LA GRANDE, OR—After a new law took effect January 1st overturning a ban on self-service gas stations, local Oregonian Brax Olson got out of his vehicle and stared mesmerized at a gasoline pump, attempting to figure out how it worked as though it were some monolithic piece of alien tech left over from an advanced race of visitors from the stars.
The man stared transfixed at the handle and surmised it was some kind of holding device used by ancient visitors to earth, who may have grasped the bizarre apparatus and somehow fueled their spaceships. Drawing on the wealth of knowledge he had attained gaining his Master’s degree in English literature, the 48-year-old barista figured out how to remove the hose from the eldritch machine and place it in his vehicle, the nozzle miraculously fitting in his Subaru, though it was clearly designed for some kind of interstellar vessel.
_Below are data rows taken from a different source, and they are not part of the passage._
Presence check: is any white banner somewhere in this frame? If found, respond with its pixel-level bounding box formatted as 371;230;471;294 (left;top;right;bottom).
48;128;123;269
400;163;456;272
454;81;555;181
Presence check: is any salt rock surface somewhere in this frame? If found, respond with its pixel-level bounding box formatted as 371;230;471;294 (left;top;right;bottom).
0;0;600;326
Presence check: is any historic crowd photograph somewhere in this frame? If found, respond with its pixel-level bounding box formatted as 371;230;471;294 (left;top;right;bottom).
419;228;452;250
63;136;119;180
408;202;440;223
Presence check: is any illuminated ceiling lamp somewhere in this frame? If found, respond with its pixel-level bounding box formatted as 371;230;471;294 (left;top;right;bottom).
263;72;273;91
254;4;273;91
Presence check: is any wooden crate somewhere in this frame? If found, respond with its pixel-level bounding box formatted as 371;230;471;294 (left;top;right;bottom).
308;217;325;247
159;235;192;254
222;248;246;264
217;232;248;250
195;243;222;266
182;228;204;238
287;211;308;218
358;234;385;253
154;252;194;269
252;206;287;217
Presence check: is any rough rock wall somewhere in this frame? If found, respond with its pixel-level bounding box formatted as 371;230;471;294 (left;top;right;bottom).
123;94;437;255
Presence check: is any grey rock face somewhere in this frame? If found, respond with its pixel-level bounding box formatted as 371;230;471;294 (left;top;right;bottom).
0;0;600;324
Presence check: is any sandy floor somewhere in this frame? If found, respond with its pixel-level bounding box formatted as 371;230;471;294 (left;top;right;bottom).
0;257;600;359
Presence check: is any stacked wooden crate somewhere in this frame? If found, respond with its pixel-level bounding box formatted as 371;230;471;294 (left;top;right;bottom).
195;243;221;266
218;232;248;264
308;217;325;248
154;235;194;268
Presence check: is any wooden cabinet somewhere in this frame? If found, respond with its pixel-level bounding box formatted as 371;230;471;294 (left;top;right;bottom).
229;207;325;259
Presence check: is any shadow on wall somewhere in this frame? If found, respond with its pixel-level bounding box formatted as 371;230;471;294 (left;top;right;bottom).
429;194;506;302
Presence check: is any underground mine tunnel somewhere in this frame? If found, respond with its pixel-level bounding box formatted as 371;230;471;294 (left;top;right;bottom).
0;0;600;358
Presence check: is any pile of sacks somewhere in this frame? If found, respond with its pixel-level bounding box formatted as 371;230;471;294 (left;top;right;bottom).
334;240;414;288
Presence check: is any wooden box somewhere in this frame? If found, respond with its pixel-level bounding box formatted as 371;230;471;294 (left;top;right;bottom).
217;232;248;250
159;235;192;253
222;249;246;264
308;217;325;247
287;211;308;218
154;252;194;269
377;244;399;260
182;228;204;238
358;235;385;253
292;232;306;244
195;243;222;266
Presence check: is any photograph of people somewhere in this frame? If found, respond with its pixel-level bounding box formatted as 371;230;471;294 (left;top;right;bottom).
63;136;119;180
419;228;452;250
“I eventually deduced that the contraption could produce some kind of liquid substance—no doubt a quantum fluid far beyond mankind’s capabilities to produce—and with the pull of a strange lever, it would transfer the stuff into my car,” Olson said in an interview with a local news station. “Bizarre numbers and symbols began to flash on the structure’s non-Euclidean surface, perhaps indicating the volume or trade price of the substance.”
As his car’s gasoline tank was finally filled with the magic alien space fuel, Olson claimed the machine automatically stopped by some advanced technological method, no doubt developed over many eons by some ancient race among the stars.
“I don’t know exactly what the fantastic object out of space was, but one thing I do know for sure: we are not alone. We live on a small blue planet in the midst of a black sea of infinity, and it wasn’t meant that we should venture far,” Olson said before getting back in his Subaru and driving to his yoga class.